Peller was joined by Ming Tang, chief data and analytics officer at NHS England, Bruno Botelho, deputy COO and director of digital operations and innovation at Chelsea and Westminster Hospital NHS Foundation Trust and Wes Baker, director of strategic analytics, economics, and population health management at Mersey Care NHS Foundation Trust.

“All of you are sitting on a lot of data and you need to get your teams to start thinking about the boring stuff, the timeliness and completeness of the data,” Tang told the session.

Botelho addressed the audience against a backdrop of a nearly 30-minute video showing a junior doctor writing a patient summary, a task that is one of the many that Chelsea and Westminster have been using AI to accelerate.

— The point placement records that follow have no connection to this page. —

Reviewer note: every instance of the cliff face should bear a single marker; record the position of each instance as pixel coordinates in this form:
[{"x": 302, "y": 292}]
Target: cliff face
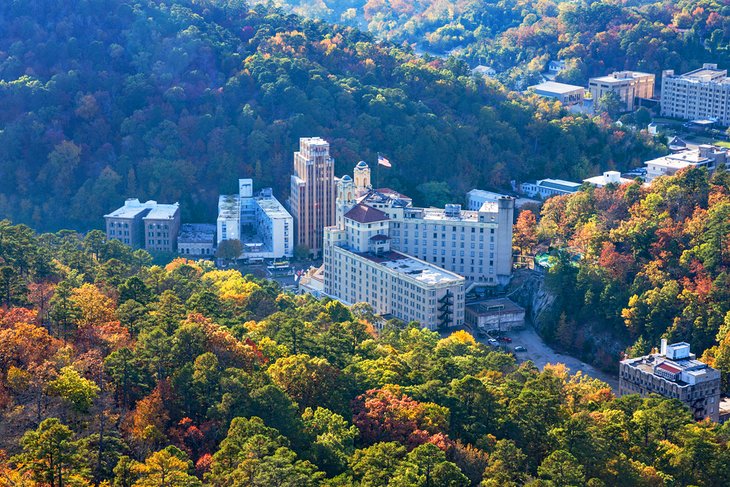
[
  {"x": 596, "y": 345},
  {"x": 528, "y": 290}
]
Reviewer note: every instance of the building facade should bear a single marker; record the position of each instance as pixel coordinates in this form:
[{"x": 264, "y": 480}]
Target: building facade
[
  {"x": 629, "y": 86},
  {"x": 161, "y": 226},
  {"x": 477, "y": 197},
  {"x": 674, "y": 372},
  {"x": 125, "y": 224},
  {"x": 608, "y": 177},
  {"x": 700, "y": 94},
  {"x": 500, "y": 314},
  {"x": 274, "y": 225},
  {"x": 566, "y": 94},
  {"x": 313, "y": 192},
  {"x": 196, "y": 240},
  {"x": 545, "y": 188},
  {"x": 473, "y": 244},
  {"x": 708, "y": 156},
  {"x": 260, "y": 222},
  {"x": 150, "y": 225},
  {"x": 360, "y": 266}
]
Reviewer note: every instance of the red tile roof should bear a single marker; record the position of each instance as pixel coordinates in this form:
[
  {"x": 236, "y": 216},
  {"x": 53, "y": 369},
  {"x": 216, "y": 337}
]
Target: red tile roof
[
  {"x": 366, "y": 214},
  {"x": 669, "y": 368},
  {"x": 392, "y": 192}
]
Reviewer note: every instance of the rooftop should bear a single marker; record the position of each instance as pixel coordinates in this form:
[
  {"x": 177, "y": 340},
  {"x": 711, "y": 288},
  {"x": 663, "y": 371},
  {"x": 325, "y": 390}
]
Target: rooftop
[
  {"x": 555, "y": 87},
  {"x": 414, "y": 268},
  {"x": 163, "y": 212},
  {"x": 682, "y": 368},
  {"x": 132, "y": 207},
  {"x": 620, "y": 77},
  {"x": 196, "y": 233},
  {"x": 228, "y": 206},
  {"x": 495, "y": 306},
  {"x": 387, "y": 196},
  {"x": 272, "y": 207},
  {"x": 559, "y": 184},
  {"x": 680, "y": 160},
  {"x": 608, "y": 177},
  {"x": 489, "y": 195},
  {"x": 708, "y": 72},
  {"x": 365, "y": 214},
  {"x": 392, "y": 193}
]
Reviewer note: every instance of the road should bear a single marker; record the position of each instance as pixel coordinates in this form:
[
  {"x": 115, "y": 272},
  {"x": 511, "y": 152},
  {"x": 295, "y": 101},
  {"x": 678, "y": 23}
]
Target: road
[{"x": 541, "y": 354}]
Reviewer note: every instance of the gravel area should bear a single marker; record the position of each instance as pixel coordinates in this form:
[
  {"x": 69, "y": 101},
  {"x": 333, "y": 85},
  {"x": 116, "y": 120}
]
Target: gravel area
[{"x": 541, "y": 354}]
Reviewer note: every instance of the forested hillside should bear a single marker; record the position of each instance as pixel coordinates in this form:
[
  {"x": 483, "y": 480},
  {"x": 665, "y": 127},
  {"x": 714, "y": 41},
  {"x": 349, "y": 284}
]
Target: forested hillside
[
  {"x": 115, "y": 372},
  {"x": 652, "y": 262},
  {"x": 519, "y": 37},
  {"x": 107, "y": 99}
]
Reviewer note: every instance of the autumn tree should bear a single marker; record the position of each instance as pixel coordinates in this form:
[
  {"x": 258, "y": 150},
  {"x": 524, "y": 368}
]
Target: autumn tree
[{"x": 52, "y": 455}]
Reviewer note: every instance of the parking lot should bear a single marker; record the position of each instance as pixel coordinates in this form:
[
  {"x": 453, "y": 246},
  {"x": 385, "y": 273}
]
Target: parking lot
[{"x": 541, "y": 354}]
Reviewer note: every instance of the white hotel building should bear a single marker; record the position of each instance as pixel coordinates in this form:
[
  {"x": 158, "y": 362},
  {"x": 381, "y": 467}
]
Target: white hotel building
[
  {"x": 359, "y": 266},
  {"x": 700, "y": 94},
  {"x": 474, "y": 244},
  {"x": 261, "y": 223},
  {"x": 413, "y": 263}
]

“We are working with the junior doctors on how to leverage that tool and create a space where the information is available and pre-populated based on the inpatient population,” he said. “Through LLMs (large language models) or AI we can consolidate the information and make it available to physicians in a few seconds, with a letter generated allowing the doctor to just proofread, make more concise, rewrite or add information,” he said.

Part of embedding AI within systems will mean ensuring that the health workforce feels comfortable using it, speakers concluded. In particular, this will require eschewing the blame culture that is found in parts of the health service and accepting risk and failure.

“If mistakes happen it’s about learning from those mistakes,” Baker said. “Culture will be really important as you are embedding AI tools.”

As AI becomes increasingly integrated into healthcare systems, prioritising data quality, embracing cultural shifts, and ensuring workforce comfort with AI tools will be paramount for successful implementation and transformation.